Stephen Chapman, manager of the project scanning teams, said his sense of responsibility to the project only increased as he spent more time with the documents.
“What really gives me pause is thinking about the obligation,” he said. “I have a sense of duty that I want to make sure we present comprehensive, authoritative copies. We can’t afford to leave anything out.”
Along with Chapman and Seccombe, the small team on the project includes digital archivist Kerri Fleming, web developer Paul Deschner, and curator of modern manuscripts Edwin Moloy.
From the very start, Seccombe expected to struggle with the materials. In a few documents the horror is explicit, he said, while many others couch the savagery of the crimes in bureaucratese. Describing the latter, he recalled long days poring over a letter sent to Heinrich Himmler, head of the Nazi special police force, by a doctor proposing the chemical sterilization of inmate workers in concentration and labor camps. Himmler wrote in the margin: “Dachau,” the first concentration camp established in Germany.
“Seeing it in the letter is really striking,” Seccombe said. “By writing his instructions on that document, he set the crime in motion.”
Fleming began work on the project in 2014 as a digitization specialist, removing staples and paper clips from the fragile documents so they could be photographed through a high-speed scanner. Seeing the trial typescripts and evidence photographs carefully conserved after having been bundled up in boxes for decades made the work compelling and gratifying.
She was stunned, though, at first glimpsing Hitler’s signature, and had a similar reaction to a giant organizational chart illustrating the power structure of the Nazi regime.
“It was so clinical, and I couldn’t help thinking about how easy it is to make a chart,” Fleming said. “At times I felt it was too much for me to handle. One of the last boxes I opened had pictures from the concentration camps. It was startling and caught me off guard. There are a million stories that will never be told, so getting the names is really important.”
Analyzing a document can take 10 minutes or 10 hours, depending on the complexity of the material and time needed to decipher handwriting and obscure details, and to identify the key persons involved. For Seccombe, several have had “a haunting effect.”
“I had four nightmares out of five trials,” he said. “Quite a few times I was glad to walk away for a while, in order to avoid burnout.”
One hard-to-shake document was a report by Lt. Walther, a Nazi who oversaw the killing of more than 100 Jews and gypsies in Yugoslavia. The officer described how quickly his men had done the killing on the first day, before hesitating the next.
“He had followed his military orders, but at the end of the report, he said he wondered how he’d feel another night alone in his quarters. That’s going pretty deep into the perpetrator’s mind,” Seccombe said.

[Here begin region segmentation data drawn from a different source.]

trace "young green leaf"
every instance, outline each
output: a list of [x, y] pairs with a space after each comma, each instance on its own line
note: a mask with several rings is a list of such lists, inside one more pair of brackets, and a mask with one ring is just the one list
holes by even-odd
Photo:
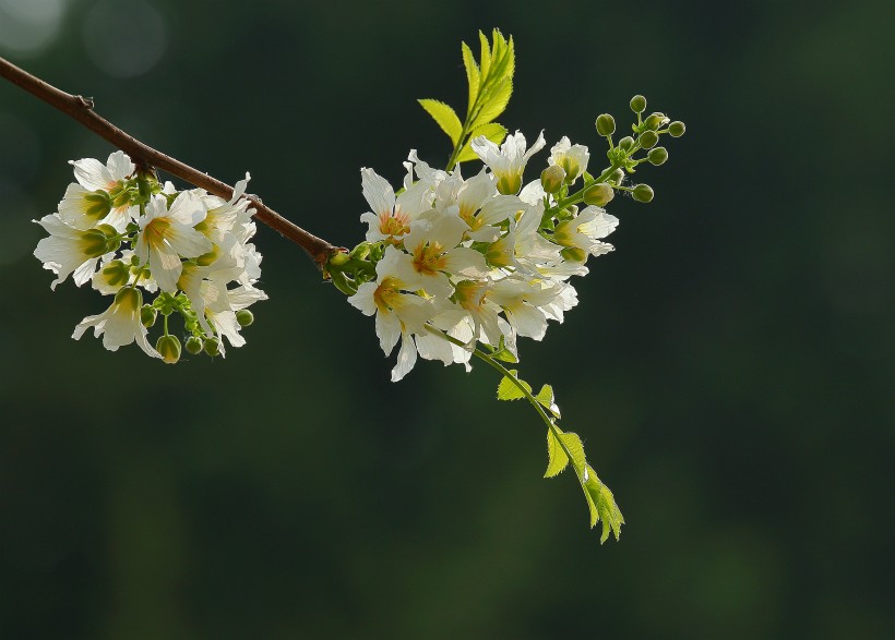
[[545, 478], [553, 478], [569, 464], [569, 454], [572, 454], [573, 467], [577, 469], [584, 464], [584, 446], [581, 438], [574, 433], [563, 433], [558, 426], [547, 430], [547, 471]]
[[473, 50], [466, 43], [461, 43], [463, 48], [463, 65], [466, 68], [466, 82], [469, 84], [469, 104], [466, 106], [467, 113], [473, 109], [478, 98], [479, 70]]
[[[511, 370], [510, 375], [514, 376], [522, 384], [522, 386], [528, 390], [529, 394], [532, 393], [532, 385], [523, 379], [520, 379], [517, 371]], [[503, 376], [498, 385], [498, 400], [521, 400], [524, 397], [525, 394], [522, 389], [520, 389], [512, 379]]]
[[606, 542], [611, 531], [616, 540], [621, 535], [621, 526], [624, 524], [624, 518], [616, 504], [616, 497], [609, 487], [600, 482], [597, 474], [588, 466], [588, 479], [584, 487], [587, 494], [588, 504], [590, 505], [590, 527], [597, 523], [597, 520], [602, 520], [602, 532], [600, 533], [600, 544]]
[[506, 128], [502, 124], [498, 124], [497, 122], [489, 122], [488, 124], [482, 124], [477, 126], [473, 130], [473, 133], [469, 134], [469, 140], [463, 145], [463, 150], [457, 156], [457, 162], [468, 162], [469, 160], [478, 160], [478, 156], [476, 152], [473, 150], [472, 143], [476, 140], [479, 135], [484, 135], [492, 143], [499, 145], [503, 142], [503, 138], [506, 137]]
[[418, 100], [429, 116], [438, 122], [442, 131], [448, 134], [451, 142], [456, 145], [460, 142], [460, 136], [463, 135], [463, 124], [454, 110], [439, 100], [422, 99]]
[[562, 418], [559, 412], [559, 407], [557, 407], [556, 399], [553, 398], [553, 387], [550, 385], [544, 385], [535, 398], [538, 402], [540, 402], [540, 406], [552, 413], [554, 418]]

Such intense attention to the details has prompted profound conversations among staffers. Often they find themselves asking, “What would I do in these situations?”
“I don’t know how we can say, with certainty, what we would have done had we grown up in that period, and all of our peers had been in the Hitler Youth and in school we had been immersed in official party ideology,” said Deschner.

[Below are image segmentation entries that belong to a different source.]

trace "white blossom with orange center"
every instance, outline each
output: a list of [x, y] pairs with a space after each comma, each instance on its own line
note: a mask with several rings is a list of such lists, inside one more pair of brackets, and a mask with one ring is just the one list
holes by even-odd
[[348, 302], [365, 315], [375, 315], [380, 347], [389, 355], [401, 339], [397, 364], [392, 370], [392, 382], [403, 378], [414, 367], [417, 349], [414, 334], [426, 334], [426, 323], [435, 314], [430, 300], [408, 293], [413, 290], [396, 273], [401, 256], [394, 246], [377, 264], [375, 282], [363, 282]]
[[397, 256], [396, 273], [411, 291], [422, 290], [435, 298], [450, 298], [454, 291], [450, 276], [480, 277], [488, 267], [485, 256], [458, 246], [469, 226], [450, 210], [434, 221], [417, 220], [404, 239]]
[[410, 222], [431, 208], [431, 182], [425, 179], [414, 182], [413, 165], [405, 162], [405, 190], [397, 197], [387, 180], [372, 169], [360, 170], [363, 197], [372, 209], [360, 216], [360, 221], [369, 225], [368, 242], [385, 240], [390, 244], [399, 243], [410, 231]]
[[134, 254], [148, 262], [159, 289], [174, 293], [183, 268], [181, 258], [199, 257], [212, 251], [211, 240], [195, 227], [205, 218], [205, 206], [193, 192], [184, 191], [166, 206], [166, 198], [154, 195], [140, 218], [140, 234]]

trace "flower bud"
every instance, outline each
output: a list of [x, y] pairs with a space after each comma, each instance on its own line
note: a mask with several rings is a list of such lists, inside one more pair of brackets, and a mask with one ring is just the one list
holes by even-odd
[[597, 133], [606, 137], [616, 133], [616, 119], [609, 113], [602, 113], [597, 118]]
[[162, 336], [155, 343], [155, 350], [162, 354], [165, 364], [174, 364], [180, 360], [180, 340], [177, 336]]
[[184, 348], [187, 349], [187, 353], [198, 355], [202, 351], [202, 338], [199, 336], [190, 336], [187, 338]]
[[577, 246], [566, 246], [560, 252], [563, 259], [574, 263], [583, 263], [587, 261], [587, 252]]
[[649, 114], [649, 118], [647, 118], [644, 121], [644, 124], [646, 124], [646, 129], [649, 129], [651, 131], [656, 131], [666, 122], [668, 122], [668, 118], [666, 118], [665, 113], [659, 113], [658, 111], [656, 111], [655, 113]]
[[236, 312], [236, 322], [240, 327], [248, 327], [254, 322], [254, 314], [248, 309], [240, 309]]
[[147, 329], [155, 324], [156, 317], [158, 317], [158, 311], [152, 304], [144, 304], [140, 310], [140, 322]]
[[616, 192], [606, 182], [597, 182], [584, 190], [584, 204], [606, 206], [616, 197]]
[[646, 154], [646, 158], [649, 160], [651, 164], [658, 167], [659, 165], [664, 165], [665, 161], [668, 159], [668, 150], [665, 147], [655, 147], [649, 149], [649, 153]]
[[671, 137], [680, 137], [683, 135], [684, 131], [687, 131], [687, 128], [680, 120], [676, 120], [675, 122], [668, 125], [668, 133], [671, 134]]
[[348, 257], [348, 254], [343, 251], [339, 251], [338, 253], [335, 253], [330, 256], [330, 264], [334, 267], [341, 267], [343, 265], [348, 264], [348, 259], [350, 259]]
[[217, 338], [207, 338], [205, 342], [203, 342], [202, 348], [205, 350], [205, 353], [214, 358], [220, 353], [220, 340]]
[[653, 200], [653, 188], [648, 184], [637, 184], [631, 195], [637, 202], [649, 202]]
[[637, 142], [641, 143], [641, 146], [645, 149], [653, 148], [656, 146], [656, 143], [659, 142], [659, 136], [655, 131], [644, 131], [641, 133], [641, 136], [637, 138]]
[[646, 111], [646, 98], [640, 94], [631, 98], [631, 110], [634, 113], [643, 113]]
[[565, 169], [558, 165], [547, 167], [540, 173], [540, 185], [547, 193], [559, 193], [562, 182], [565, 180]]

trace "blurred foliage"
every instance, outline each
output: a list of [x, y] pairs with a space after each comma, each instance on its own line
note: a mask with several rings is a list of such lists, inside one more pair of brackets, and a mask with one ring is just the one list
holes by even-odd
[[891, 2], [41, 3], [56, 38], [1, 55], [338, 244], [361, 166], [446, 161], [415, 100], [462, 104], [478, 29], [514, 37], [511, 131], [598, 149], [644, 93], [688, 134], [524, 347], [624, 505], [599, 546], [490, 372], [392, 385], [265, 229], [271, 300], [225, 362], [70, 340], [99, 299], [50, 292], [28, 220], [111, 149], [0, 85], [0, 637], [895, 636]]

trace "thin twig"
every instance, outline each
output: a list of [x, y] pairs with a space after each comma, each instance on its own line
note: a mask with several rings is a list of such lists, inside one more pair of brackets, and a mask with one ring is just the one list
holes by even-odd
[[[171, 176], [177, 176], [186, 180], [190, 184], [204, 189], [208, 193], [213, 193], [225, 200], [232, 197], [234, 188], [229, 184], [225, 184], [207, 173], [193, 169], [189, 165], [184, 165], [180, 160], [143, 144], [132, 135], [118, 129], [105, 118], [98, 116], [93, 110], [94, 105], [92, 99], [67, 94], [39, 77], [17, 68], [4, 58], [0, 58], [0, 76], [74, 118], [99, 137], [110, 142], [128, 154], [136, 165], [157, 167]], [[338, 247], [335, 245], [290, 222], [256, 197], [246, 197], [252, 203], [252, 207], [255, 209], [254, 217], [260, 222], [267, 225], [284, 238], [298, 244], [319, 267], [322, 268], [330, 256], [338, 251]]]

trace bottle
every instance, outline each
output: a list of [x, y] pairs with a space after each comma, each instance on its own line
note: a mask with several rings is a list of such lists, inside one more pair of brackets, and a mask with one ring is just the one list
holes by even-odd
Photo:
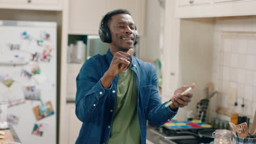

“I do a gut check,” said Seccombe. “There are things I might do and things I would refuse to do.”
The soul-searching underscores the genuine personal connection Seccombe has made with the lives he has researched in the Nuremberg collection. He found a model of himself in a personnel document on a Nazi deemed unreliable by higher-ups.

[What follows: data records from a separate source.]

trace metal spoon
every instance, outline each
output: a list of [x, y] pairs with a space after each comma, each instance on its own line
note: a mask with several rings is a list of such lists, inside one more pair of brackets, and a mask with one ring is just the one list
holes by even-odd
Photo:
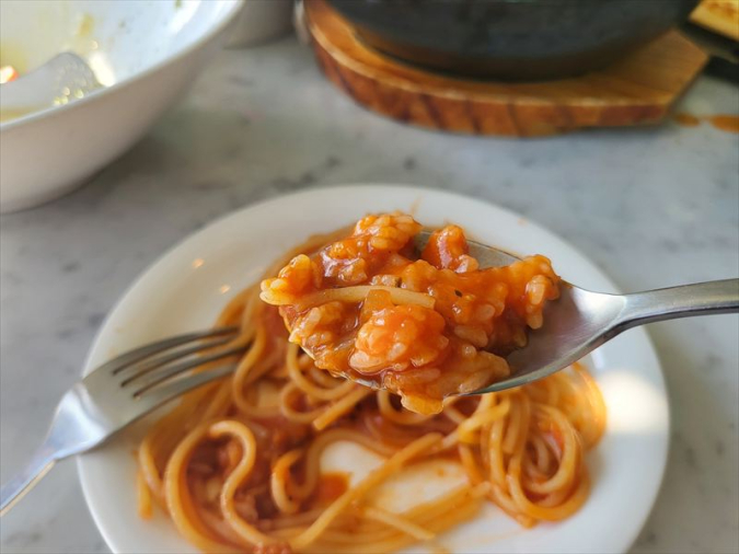
[[[416, 236], [423, 249], [430, 233]], [[481, 267], [510, 265], [519, 258], [469, 241]], [[562, 281], [559, 298], [544, 308], [544, 325], [529, 333], [529, 343], [506, 357], [508, 379], [466, 393], [484, 394], [536, 381], [570, 366], [624, 331], [656, 321], [739, 312], [739, 279], [696, 282], [666, 289], [607, 295]]]
[[39, 68], [2, 84], [0, 109], [28, 113], [73, 102], [101, 86], [82, 58], [65, 51]]

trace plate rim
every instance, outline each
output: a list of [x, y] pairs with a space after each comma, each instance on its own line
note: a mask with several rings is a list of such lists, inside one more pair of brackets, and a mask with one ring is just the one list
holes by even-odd
[[[499, 212], [504, 212], [507, 216], [511, 218], [516, 218], [519, 221], [524, 221], [526, 224], [533, 229], [535, 232], [541, 232], [546, 235], [549, 235], [550, 240], [554, 240], [555, 242], [561, 243], [562, 245], [566, 246], [573, 253], [575, 253], [577, 256], [579, 256], [582, 261], [585, 261], [587, 264], [589, 264], [592, 268], [593, 272], [596, 272], [604, 282], [607, 282], [610, 288], [612, 289], [611, 292], [613, 293], [621, 293], [621, 289], [616, 286], [616, 284], [613, 281], [613, 279], [600, 267], [598, 266], [589, 256], [584, 254], [578, 247], [576, 247], [574, 244], [571, 244], [569, 241], [565, 240], [562, 238], [558, 233], [551, 231], [547, 227], [530, 220], [528, 217], [512, 210], [509, 208], [506, 208], [504, 206], [500, 206], [498, 204], [495, 204], [494, 201], [490, 201], [485, 198], [477, 198], [472, 195], [463, 194], [463, 193], [458, 193], [453, 191], [448, 191], [448, 189], [440, 189], [440, 188], [434, 188], [434, 187], [425, 187], [425, 186], [418, 186], [418, 185], [408, 185], [408, 184], [392, 184], [392, 183], [349, 183], [349, 184], [336, 184], [336, 185], [324, 185], [324, 186], [316, 186], [316, 187], [311, 187], [307, 189], [301, 189], [288, 194], [277, 194], [275, 196], [270, 196], [267, 198], [259, 199], [255, 203], [246, 204], [244, 206], [241, 206], [234, 210], [228, 211], [226, 213], [220, 215], [219, 217], [212, 219], [210, 222], [208, 222], [205, 227], [194, 230], [184, 236], [182, 236], [180, 240], [175, 241], [171, 246], [168, 249], [164, 249], [164, 251], [157, 256], [151, 263], [149, 263], [138, 275], [136, 278], [132, 279], [130, 285], [124, 290], [123, 293], [120, 293], [116, 300], [116, 302], [113, 304], [108, 313], [106, 314], [105, 320], [103, 321], [102, 325], [95, 333], [95, 336], [90, 345], [90, 348], [88, 350], [88, 354], [85, 355], [84, 359], [84, 365], [83, 365], [83, 371], [82, 376], [89, 373], [93, 368], [91, 367], [92, 359], [94, 357], [95, 350], [99, 348], [101, 341], [105, 337], [106, 334], [109, 333], [108, 326], [112, 321], [115, 320], [116, 314], [122, 310], [125, 304], [130, 301], [130, 296], [132, 296], [134, 291], [141, 285], [142, 281], [145, 281], [150, 274], [155, 273], [157, 268], [163, 266], [165, 262], [173, 257], [176, 252], [180, 250], [183, 250], [186, 247], [187, 243], [196, 241], [200, 235], [208, 233], [208, 232], [213, 232], [215, 228], [222, 227], [228, 224], [228, 221], [230, 220], [236, 220], [240, 218], [246, 217], [247, 212], [250, 211], [258, 211], [263, 210], [265, 208], [268, 208], [269, 205], [279, 205], [280, 203], [284, 201], [295, 201], [299, 200], [301, 197], [311, 197], [311, 196], [320, 196], [322, 194], [325, 194], [326, 192], [339, 192], [339, 193], [356, 193], [359, 191], [366, 191], [369, 188], [376, 189], [378, 193], [389, 193], [389, 194], [394, 194], [394, 193], [405, 193], [405, 194], [430, 194], [437, 197], [448, 197], [448, 198], [454, 198], [457, 200], [464, 200], [464, 201], [475, 201], [475, 203], [481, 203], [484, 204], [487, 208], [492, 208], [493, 210], [497, 210]], [[440, 198], [440, 199], [441, 199]], [[659, 354], [657, 351], [657, 348], [655, 347], [654, 341], [651, 339], [651, 336], [647, 331], [643, 327], [639, 328], [634, 328], [630, 331], [631, 334], [638, 333], [643, 335], [643, 338], [645, 341], [645, 346], [647, 347], [649, 355], [654, 358], [654, 363], [655, 368], [657, 370], [657, 376], [659, 378], [659, 385], [660, 385], [660, 392], [661, 392], [661, 400], [665, 402], [665, 422], [663, 422], [663, 431], [660, 435], [663, 438], [665, 445], [662, 452], [660, 453], [660, 468], [659, 468], [659, 476], [656, 486], [654, 487], [654, 492], [650, 495], [650, 498], [647, 499], [646, 503], [643, 503], [644, 506], [648, 507], [648, 509], [645, 511], [644, 518], [639, 522], [638, 526], [635, 526], [633, 529], [633, 532], [631, 533], [631, 536], [625, 538], [624, 541], [622, 541], [623, 547], [619, 550], [617, 552], [623, 552], [626, 553], [628, 552], [632, 546], [634, 545], [635, 541], [637, 540], [639, 533], [644, 529], [645, 524], [647, 523], [650, 515], [653, 513], [655, 504], [660, 495], [660, 492], [665, 482], [665, 474], [667, 471], [667, 463], [668, 463], [668, 457], [669, 457], [669, 451], [671, 447], [671, 428], [672, 428], [672, 408], [670, 405], [670, 395], [669, 395], [669, 390], [667, 388], [667, 382], [665, 379], [665, 369], [662, 367], [662, 362], [660, 360]], [[104, 447], [104, 445], [102, 446]], [[86, 480], [85, 477], [85, 471], [84, 471], [84, 457], [79, 455], [77, 457], [76, 460], [77, 464], [77, 474], [80, 480], [80, 485], [82, 488], [82, 494], [84, 497], [85, 505], [88, 507], [88, 510], [90, 511], [90, 515], [92, 516], [93, 521], [95, 522], [95, 527], [97, 531], [101, 533], [103, 540], [105, 541], [106, 545], [111, 551], [115, 554], [123, 553], [125, 551], [120, 549], [114, 547], [114, 544], [117, 543], [116, 540], [114, 540], [111, 535], [109, 532], [106, 530], [106, 523], [102, 520], [101, 513], [96, 511], [93, 508], [93, 501], [91, 500], [91, 490], [90, 487], [92, 484]]]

“This man was supposed to go straight home at the end of the day to be a good Nazi husband and father. Instead he would wander around town, looking at this and that, and indulging his curiosity,” said Seccombe, who also has a spirit of inquisitiveness.
“They didn’t get rid of him, but would have been happy to see him leave. It confirmed to me that I would have been a bad Nazi and they would have known it.”